Jondalar había oído hablar de ciertos zelandoni de quienes se decía que eran capaces de atraer los animales hacia los cazadores. Algunos cazadores podían incluso hacer una buena imitación del grito de ciertos animales, lo cual les permitía acercarse más a ellos. Pero nunca había oído hablar de alguien que conversara con un animal o que hubiera educado a un animal para la convivencia. Gracias a ella, una yegua salvaje había parido delante de él e incluso le había permitido tocar a su hijo. De repente se le presentó, con admiración y algo de miedo, lo que había hecho la mujer. ¿Quién era? ¿Y qué clase de magia era la suya? Pero cuando avanzó hacia él con una sonrisa gozosa en el rostro, no parecía más que una mujer común y corriente. Justo una mujer común y corriente, capaz de hablar con los animales pero no con los seres humanos.
— ¿Don—da—lah fuera?
Casi se le había olvidado.
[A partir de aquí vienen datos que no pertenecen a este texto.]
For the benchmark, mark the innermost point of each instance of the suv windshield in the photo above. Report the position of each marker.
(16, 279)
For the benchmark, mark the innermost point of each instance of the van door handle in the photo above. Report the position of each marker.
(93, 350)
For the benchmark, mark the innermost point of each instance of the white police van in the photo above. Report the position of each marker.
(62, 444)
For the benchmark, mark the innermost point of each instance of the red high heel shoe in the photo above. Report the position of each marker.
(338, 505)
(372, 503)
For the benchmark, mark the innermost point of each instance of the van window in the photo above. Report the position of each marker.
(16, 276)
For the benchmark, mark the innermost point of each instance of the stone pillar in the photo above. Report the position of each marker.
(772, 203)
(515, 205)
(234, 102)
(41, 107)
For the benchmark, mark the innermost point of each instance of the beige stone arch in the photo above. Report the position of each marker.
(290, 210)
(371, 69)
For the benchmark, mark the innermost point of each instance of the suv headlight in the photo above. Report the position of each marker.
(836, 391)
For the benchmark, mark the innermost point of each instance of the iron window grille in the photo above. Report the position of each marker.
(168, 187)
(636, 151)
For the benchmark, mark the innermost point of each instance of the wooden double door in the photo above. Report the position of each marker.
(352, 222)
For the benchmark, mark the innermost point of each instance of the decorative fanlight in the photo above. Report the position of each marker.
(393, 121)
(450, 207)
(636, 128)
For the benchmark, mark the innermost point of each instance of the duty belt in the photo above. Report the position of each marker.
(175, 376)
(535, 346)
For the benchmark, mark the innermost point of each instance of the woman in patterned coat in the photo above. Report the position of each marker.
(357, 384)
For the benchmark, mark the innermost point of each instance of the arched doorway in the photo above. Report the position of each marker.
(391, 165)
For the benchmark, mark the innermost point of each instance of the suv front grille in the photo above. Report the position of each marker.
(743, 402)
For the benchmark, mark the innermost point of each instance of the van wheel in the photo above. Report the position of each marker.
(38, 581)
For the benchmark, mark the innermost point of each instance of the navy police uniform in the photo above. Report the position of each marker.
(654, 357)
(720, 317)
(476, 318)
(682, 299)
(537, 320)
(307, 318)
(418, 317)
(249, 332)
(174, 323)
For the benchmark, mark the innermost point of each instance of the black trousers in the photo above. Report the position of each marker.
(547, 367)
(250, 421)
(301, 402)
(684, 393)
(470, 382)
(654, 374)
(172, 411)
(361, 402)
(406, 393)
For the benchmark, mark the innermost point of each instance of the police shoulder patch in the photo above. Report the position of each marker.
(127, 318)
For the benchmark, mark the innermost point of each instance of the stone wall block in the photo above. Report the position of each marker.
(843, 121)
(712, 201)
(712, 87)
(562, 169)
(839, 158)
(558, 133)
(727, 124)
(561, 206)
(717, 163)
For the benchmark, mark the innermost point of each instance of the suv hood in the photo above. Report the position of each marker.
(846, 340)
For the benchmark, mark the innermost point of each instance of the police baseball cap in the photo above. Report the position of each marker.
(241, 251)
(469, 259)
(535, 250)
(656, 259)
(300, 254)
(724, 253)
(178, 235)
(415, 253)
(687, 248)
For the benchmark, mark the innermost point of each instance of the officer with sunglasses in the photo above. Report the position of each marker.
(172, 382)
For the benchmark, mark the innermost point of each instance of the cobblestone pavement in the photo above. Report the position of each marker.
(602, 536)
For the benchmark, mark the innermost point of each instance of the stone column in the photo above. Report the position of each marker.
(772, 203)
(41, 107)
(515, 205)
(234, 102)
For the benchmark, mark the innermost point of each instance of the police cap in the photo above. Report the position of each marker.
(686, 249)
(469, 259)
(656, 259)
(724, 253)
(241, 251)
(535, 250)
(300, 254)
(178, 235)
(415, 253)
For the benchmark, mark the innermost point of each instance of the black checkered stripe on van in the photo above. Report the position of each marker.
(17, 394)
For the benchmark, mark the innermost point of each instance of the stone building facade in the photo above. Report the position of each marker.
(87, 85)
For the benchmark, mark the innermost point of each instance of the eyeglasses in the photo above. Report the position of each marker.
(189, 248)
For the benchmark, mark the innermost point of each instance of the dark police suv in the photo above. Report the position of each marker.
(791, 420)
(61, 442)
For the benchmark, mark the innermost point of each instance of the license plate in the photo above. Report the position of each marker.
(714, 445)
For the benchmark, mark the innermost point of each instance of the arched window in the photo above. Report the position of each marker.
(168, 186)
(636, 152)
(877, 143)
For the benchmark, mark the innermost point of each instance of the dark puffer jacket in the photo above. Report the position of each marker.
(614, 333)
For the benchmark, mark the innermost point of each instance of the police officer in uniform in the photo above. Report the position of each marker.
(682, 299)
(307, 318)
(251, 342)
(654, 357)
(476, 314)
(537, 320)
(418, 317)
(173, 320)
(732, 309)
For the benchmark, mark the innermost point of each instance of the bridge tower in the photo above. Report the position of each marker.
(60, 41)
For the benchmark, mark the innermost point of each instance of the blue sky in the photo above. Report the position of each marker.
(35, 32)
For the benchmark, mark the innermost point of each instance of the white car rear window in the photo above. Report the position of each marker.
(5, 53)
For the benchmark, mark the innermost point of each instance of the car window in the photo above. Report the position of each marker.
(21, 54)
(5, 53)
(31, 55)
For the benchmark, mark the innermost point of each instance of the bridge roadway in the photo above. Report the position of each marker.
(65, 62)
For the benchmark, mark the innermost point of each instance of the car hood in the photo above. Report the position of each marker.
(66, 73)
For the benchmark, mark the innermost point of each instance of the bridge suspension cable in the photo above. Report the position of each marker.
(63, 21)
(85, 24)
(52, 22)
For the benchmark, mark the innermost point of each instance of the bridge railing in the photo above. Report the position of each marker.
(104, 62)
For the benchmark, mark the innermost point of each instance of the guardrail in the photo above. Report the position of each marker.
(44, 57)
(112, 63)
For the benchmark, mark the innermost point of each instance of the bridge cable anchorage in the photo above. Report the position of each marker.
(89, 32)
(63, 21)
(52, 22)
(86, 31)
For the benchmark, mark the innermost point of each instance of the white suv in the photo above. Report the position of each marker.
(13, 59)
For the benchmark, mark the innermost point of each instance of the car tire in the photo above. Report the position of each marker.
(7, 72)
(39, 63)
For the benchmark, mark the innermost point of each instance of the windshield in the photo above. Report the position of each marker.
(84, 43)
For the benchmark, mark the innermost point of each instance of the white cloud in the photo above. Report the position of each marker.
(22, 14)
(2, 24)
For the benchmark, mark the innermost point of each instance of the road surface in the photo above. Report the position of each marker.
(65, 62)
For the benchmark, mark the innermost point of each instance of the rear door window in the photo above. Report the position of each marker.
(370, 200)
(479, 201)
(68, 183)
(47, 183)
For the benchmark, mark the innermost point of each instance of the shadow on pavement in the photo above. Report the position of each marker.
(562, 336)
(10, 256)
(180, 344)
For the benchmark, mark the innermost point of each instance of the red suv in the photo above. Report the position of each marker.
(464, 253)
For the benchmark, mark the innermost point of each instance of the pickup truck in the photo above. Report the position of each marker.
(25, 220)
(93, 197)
El rostro se le iluminó de deseo y antes de que ella se acercara, trató de ponerse de pie. Su entusiasmo se vino abajo; estaba débil y le dolía al moverse. Estuvo a punto de sentir náuseas, de perder el conocimiento, pero se repuso. Ayla veía cómo cambiaba su expresión de una sonrisa anhelante a una mueca de dolor, y de repente lo vio palidecer.
—Tal vez necesito ayuda —dijo, con una sonrisa débil pero animosa.
—Ayla ayuda —dijo ella, ofreciéndole el hombro para que se apoyara y la mano para que se la cogiese. Al principio no quiso apoyarse mucho en ella, pero al ver que aguantaba su peso, que tenía fuerza y que sabía cómo llevarle, aceptó la ayuda.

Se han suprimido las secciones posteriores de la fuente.